ビルメンテナンスロボットの普及促進を担う組織として「日本ビルメンロボット協議会(JBMRC)」があります。この組織は、2018年7月にビルメンテナンスロボットメーカーを中心にした14社で発足しました。これはビルメンテナンスロボット普及促進コンソーシアムが発展して組織化されたものです。

協議会では、ビルメンテナンスロボットの普及促進に加え、産学協同による研究開発や政策提言、ロボットの実装環境の整備を目的に活動を行っています。ロボットメーカー以外の会員も増えたことで、様々な意見を取り入れながらビルメンテナンスロボットをより普及できる体制を整えています。

同組織ではテーマ別の7つのワーキンググループを設置し、ロボット実装の環境整備に取り組んでいます。

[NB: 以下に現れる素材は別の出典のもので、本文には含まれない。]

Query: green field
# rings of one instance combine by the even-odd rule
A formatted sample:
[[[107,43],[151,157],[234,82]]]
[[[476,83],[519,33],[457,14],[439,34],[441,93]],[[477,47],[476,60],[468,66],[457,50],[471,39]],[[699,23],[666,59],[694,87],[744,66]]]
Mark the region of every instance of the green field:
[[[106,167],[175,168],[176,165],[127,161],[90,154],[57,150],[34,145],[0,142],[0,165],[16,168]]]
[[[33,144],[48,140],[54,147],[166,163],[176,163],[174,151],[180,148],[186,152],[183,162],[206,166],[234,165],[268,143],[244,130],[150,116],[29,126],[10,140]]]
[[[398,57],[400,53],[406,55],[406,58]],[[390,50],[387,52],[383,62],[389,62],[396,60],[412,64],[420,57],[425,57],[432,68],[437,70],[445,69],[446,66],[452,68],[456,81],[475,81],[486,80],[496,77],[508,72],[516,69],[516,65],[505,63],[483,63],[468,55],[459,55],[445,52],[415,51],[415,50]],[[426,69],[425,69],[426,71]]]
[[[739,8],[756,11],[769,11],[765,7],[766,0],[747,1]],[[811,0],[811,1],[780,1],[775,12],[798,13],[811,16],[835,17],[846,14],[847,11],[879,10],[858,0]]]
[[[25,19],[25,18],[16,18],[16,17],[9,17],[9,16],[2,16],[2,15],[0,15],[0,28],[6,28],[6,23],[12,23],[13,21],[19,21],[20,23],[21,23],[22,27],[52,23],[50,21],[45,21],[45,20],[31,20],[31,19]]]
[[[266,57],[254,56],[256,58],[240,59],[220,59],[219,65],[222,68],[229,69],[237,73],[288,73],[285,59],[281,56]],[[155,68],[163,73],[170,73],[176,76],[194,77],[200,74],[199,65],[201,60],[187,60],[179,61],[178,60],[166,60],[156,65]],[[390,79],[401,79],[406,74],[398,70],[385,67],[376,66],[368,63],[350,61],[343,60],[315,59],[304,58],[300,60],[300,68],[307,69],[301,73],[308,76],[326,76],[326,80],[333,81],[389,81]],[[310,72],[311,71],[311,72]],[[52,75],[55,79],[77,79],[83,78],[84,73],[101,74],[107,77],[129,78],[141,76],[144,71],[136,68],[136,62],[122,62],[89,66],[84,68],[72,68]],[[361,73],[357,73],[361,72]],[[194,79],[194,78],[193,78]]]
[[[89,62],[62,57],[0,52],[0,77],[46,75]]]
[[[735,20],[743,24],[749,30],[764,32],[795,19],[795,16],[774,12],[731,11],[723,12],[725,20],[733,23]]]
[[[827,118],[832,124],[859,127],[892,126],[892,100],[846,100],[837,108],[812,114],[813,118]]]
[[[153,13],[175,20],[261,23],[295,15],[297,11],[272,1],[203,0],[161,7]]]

ワーキンググループでは普及促進の検討・実践戦略として、たとえば吸引型業務用清掃ロボットの性能評価基準について日本環境管理学会と共に策定を進めたり、会員企業を相手に全国でロボット講習会や実際に操作を体験してもらう場を設けたりもしています。また、国内で開催される展示会にも積極的に参加し、製品の普及に尽力しています。

ビルメンテナンスロボット導入に向けた課題

ビルメンテナンスロボットは長時間動かしていてもパワーが落ちない点が大きな魅力です。また、人が入れないような所や危険な場所にも侵入可能です。そのため、人が事故に巻き込まれるリスクを負うことなく業務を遂行できます。さらに、ロボットが普及することで業界の人材不足の問題をカバーすることが期待されています。

このように、様々なメリットがあるメンテナンスロボットですが、一方で導入に向けた課題もあります。ロボットを導入するためには本体の費用だけでなく、稼働するために必要な電気代やメンテナンス費用などがかかります。人を採用しても人件費や研修費用などのコストはかかりますが、ロボットを導入する場合は人を採用した時にかかるコストと同じか、それ以下でないと手が出しにくいという問題があります。

また、開発面の課題として、清掃ロボットはモップやクロスを手に持ち、それを動かしながらクリーニングするなど、緻密で柔軟な動きが求められます。5本指を活用したり、人と同じ歩行スピードで歩いたりするなど、人に近い動きが必要です。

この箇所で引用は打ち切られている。